If a gas company has knowledge that gas is escaping in a building occupied by one of its consumers, it becomes the duty of the gas company to shut off the gas supply until the necessary repairs have been made although the defective pipe or apparatus does not belong to the company and is not in its charge or custody[iv].
It was observed in Salazar v. S. Cal. Gas Co., 54 Cal. App. 4th 1370 (Cal. App. 2d Dist. 1997) that like natural gas or electricity, butane gas is an inherently and highly dangerous commodity. In view of the inherently dangerous nature of this commodity a high degree of care is required in handling it. However, this high degree of care does not place on a gas company an unlimited duty of care.
If a gas company knows that the service line, which it is under no duty to repair or maintain, is rusted and corroded to such an extent as to permit gas to escape must cause the line to be repaired by the person whose duty it is to do so or must shut off the gas at the street.
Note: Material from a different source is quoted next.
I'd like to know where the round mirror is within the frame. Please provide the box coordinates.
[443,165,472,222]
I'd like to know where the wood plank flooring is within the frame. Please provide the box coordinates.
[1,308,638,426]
Generally, if gas lines and appliances are installed on a private property, in the absence of notice of a leaky or defective condition, the supplier of gas is under no duty to inspect such lines and appliances and to keep them in repair, in the absence of a contract to do so[v]. If a gas company does not install the gas fixtures in a customer’s building and does not own them and has no control over them, then they are not responsible for their condition or for their maintenance[vi]. There is a presumption that a customer’s private lines and appliances are in good repair, absent notice to the contrary[vii].
Whereas, if a gas company undertakes to convert appliances for the use of natural gas instead of artificial gas, it is under a duty to use reasonable or proper care to make the appliances safe for the contemplated use. A gas provider can be subject to liability if s/he fails to prevent flammable vapors from being ignited by a gas-fired appliance only where the provider has knowledge that flammable vapors actually are being, or will be, stored near the appliance.
In order to establish a negligence duty based on an undertaking to provide gas service, there must be evidence of[viii]:
- an undertaking by a defendant to render services to the plaintiffs which defendant must have recognized as necessary for their protection; and
- either that defendant’s negligence increased the risk of harm to the plaintiffs; or their harm was suffered because of their reliance on the undertaking.
[i] Washington Gas Light Co. v. Connolly, 214 F.2d 254 (D.C. Cir. 1954).
[ii] Salazar v. S. Cal. Gas Co., 54 Cal. App. 4th 1370 (Cal. App. 2d Dist. 1997).
[iv] Turner v. Northern Ill. Gas Co., 930 N.E.2dF 418 (Ill. App. Ct. 2d Dist. 2010).
[v] Lindsay v. Public Service Co., 1991 U.S. App. LEXIS 2093 (4th Cir. N.C. Feb. 13, 1991).
[vii] Garrison v. Farmers Coop. Exch., 2000 Minn. App. LEXIS 1145 (Minn. Ct. App. Nov. 8, 2000).
[viii] Entex v. Gonzalez, 94 S.W.3d 1 (Tex. App. Houston 14th Dist. 2002).